While I’ve been hard at work with the Content Browser, I’ve also done tons of work on the rendering side. The first and probably coolest feature I’ve added is instancing, which basically lets us add model entities to the brim without giving an all to big loss of FPS. The bottle neck right now seems to be the visibility system. I have tested rendering 4000 1134 polygon models with varying results, from 30 FPS on my home computer to a solid 60 on a newer one. It seems that the rendering itself isn’t causing the bottle neck, but instead the CPU is bottle necked by the visibility system.
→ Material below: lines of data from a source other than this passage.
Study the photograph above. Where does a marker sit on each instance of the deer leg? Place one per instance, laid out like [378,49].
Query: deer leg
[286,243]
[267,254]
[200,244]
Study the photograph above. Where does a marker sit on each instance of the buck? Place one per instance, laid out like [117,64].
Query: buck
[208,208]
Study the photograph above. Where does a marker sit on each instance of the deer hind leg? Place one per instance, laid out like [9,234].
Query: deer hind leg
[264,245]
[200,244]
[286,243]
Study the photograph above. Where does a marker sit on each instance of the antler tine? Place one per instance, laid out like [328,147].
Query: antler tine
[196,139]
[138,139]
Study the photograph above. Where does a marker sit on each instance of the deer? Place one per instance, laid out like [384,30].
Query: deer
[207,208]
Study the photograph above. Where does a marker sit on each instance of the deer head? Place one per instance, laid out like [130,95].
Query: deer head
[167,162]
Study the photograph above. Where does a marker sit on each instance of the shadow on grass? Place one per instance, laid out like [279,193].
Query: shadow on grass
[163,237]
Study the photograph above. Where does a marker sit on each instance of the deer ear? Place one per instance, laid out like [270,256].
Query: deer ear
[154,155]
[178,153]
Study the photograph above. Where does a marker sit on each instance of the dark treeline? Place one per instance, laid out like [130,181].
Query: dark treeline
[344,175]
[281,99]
I’ve chosen not to use a texture nor a vertex stream to send the instancing transforms to the shader. Instead I render batches of 256 instances at a time, which basically divides the number of draw calls by 256. The reason why the upper limit is 256 is because the biggest size an array can have in HLSL. No matter, it’s not really a problem seeing as cutting the number of draw calls by 256 for large amounts of objects takes the FPS from unplayable to fluent. I have plans to investigate the other methods in the future, but I’m holding off for the moment. The thing is that texture fetching would require 4 * 3 textures fetches per vertex in the shader, because the sampler only takes 4 pixel components per fetch, and a matrix consists of 4 rows, and each vertex needs ModelViewProjection, ModelView and Model. Vertex streaming seems to be the other viable option, and I will look into that if it’s necessary.
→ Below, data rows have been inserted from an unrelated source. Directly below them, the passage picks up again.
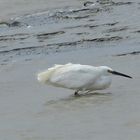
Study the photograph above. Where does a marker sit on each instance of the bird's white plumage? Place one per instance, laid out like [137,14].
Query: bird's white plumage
[77,77]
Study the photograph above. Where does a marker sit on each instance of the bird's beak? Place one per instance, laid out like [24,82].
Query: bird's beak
[120,74]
Oh, and if you’ve ever wondered how 4000 trucks would look like in real time in a boring grid, here is a picture:

But that’s not all, nono, far from it! Every shader previously written in Nody has been converted into the old .fx format. This might seem counterproductive, but it turns out that working with shaders using Nody was far from optimal, and we made the decision to just code the shaders instead of designing them. In the future I will look into how we can use Nody to accomplish this, but with another approach.
As a result, I’ve re-implemented the old tessellation shader, and we’ve also tried it using a ‘real’ model with a ‘real’ displacement map generated from a high-poly sculpt. I don’t have any images to show it, but I can assure you that it works. There is a problem though, we must use soft edges, because otherwise we get cracks in our tessellated mesh.
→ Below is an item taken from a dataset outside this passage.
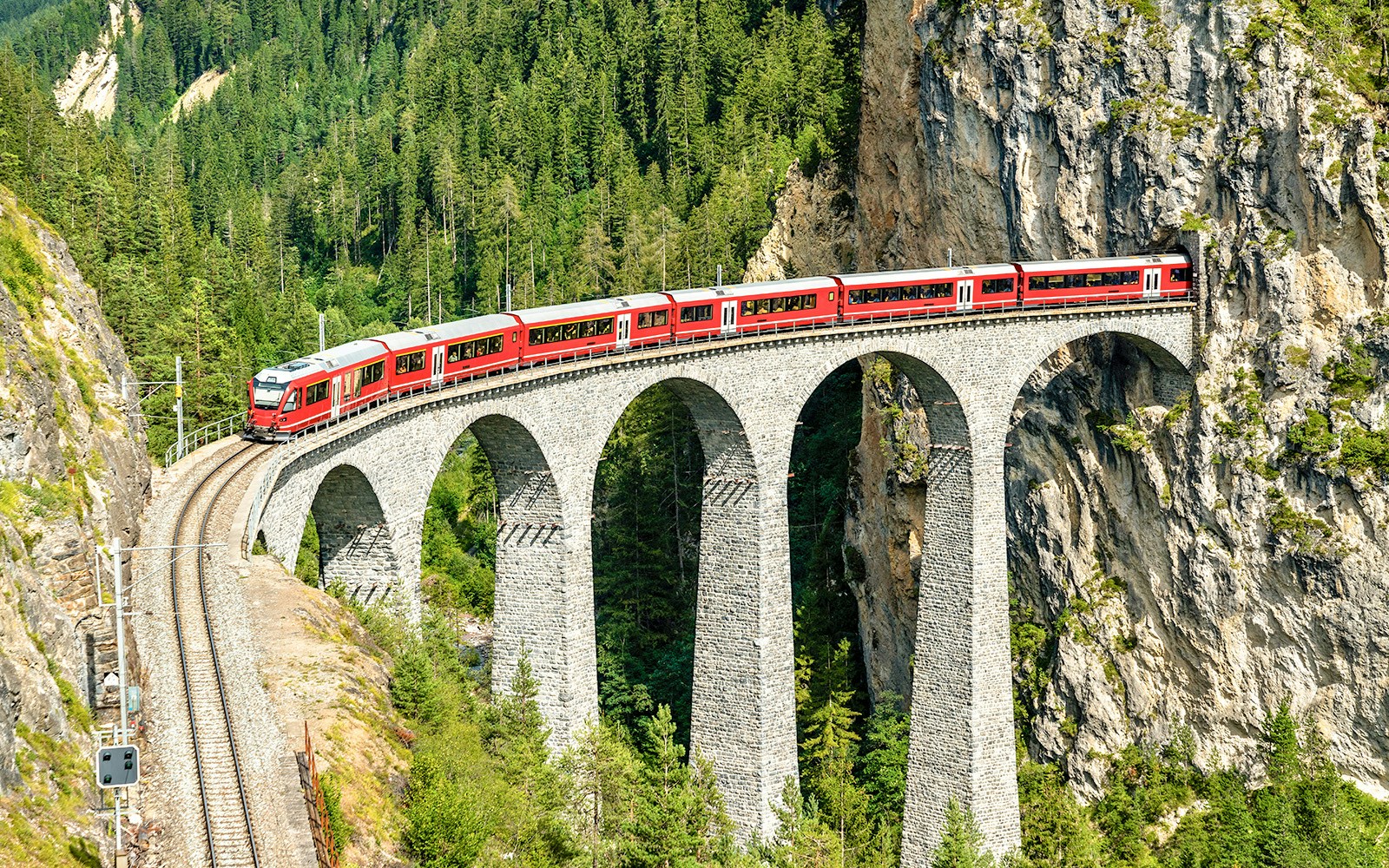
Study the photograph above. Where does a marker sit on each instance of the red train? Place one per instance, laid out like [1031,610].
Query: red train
[317,389]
In the image above we have a large cuboid which is very thin. The mesh was solid and intact before tessellation, but because the normals at the edges point in different directions because of the hard edge, the tessellated result gets cracked because the normals at both sides of the edge point in different directions. As such, one cannot use tessellation with hard edges unless the level of tessellation is zero over the seam. The tessellation shader also tessellates based on eye distance, so the further away you are the lower the tessellation factor will be. Oh and before I forget, the tessellation shader also works for skinned meshes.
Not only can we do directly in Nebula, and get a feel of how the result will look, but we can also render everything in a wireframe mode, giving artists a hum of how fine the tessellation is. This, we hope, will prove useful when working with tessellated meshes. Here’s a picture of the very old eagle mesh, tessellated and rendered in wireframe for your debugging pleasure.

As you can see, I’ve redesigned how variables are handled and displayed. On the right you can see what variables are available for the current material. Textures can also be previewed by hovering over the icon. The thumbnail picture can be clicked on, and it opens up a file browser which lets you select textures from the file system.
I’ve also taken the liberty to add a shader which lets you animate UVs. It doesn’t work with keyframes, but instead using timing and angles. The shader has a set of parameters, linear direction which animates the UVs in a specified direction, angle which rotates the UVs around the UV shell center point, linear speed which determines the speed of the linear animation, and angular speed which determines the speed of the angular animation. With all these parameters, we can achieve rather good looking animations. It can also tile the texture in X and Y depending on the variables.

Above you can see the same object with different settings for the UV animations. You can see the tile count which is dependent on the NumXTiles and NumYTiles variables.
As you probably can see, the browser also allows you to change the light color, and also allows you to lock the global light to always point in the direction of the camera. Well, I guess that’s all for now!